Parafrasando quanto detto dal Presidente Draghi sul debito pubblico, distinguendolo tra “debito buono e debito cattivo” potremmo anche parlare di “concertazione buona e concertazione cattiva”. Provo a spiegarmi meglio.
Con la vittoria del centro-destra la candidata premier, Giorgia Meloni, si è affrettata a riconoscere, all’assemblea della Coldiretti, l’importanza dei corpi intermedi.
A ruota, Landini, segretario generale della Cgil, che in tempi recenti aveva rifiutato al Governo Draghi ogni possibile interlocuzione concertativa, si è affrettato a salutare questa apertura come la fine dell’era di “un uomo solo al comando” e l’avvio di un nuovo patto sociale che, ovviamente, dovrebbe partire dalla tutela dei lavoratori per quanto riguarda una serie di questioni quali: l’età pensionabile, il salario minimo, la lotta al precariato etc. (tutti nobili propositi).
A cosa si deve questa “insolita” sintonia?

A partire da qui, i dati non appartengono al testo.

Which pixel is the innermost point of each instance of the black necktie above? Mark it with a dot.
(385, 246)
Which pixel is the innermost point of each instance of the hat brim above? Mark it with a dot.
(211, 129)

Io penso che il cambiamento consista nel quadro di riferimento entro il quale collocare la concertazione tra le parti sociali, non già la concertazione fine a sé stessa.
Con il Governo Draghi, questo quadro di riferimento era caratterizzato dalle “riforme di sistema” per rendere più efficiente, moderno e competitivo il “Sistema Italia”. Queste riforme dovevano, anche su indicazione dell’Unione Europea, sbloccare tutte quelle incrostazioni che rendevano inefficace: il sistema giudiziario, la pubblica amministrazione e in generale innalzare il grado di concorrenza interna al sistema (Ita, taxi, balneari etc.). Si può dire che il ruolo delle Parti sociali in questa “concertazione buona” avrebbe dovuto essere quello di difendere gli interessi dei più deboli, senza però perdere la rotta tracciata, perché questa avrebbe consentito al Paese di crescere e quindi, anche di tutelare meglio gli stessi interessi da loro rappresentati.
Sarà cosi anche con il prossimo Governo? Sarebbe sbagliato fare un processo alle intenzioni, tuttavia vorrei segnalare un pericolo all’orizzonte: “la concertazione cattiva” ossia la ricerca di punti di equilibrio a tutela delle posizioni corporative consolidate, ai danni dell’efficienza e della crescita economica. Insomma, in fondo nella stagnazione non si sta tanto male se i particolari interessi continuano ad essere tutelati: taxi, Ita, stabilimenti balneari, ma non solo anche decreti contro le delocalizzazioni, strette sulle forme di ingresso al lavoro; già si sente odore di “superamento” dell’apprendistato e di ogni altro contratto a forma mista, in nome di un simulacro contrattuale costituito dal rapporto di lavoro a tempo indeterminato, sia chiaro “dalla culla alla tomba”.
Insomma una concertazione che assomiglia troppo al patto delle corporazioni che in fondo vedeva convergere una certa “destra sociale” e una certa “sinistra popolare” in nome della sacrosanta difesa dei valori nazionali e degli interessi nazionali.
Magari è solo un mio recondito timore ma, come è noto, fu Nicolò Bombacci, ex comunista, poi convinto fascista, a stendere il “Manifesto di Verona” nel ’43 che doveva definire le caratteristiche corporative della Repubblica Sociale e sappiamo come andò a finire. Vero è che come diceva qualcuno la storia si ripete o in farsa o in tragedia… speriamo nella prima.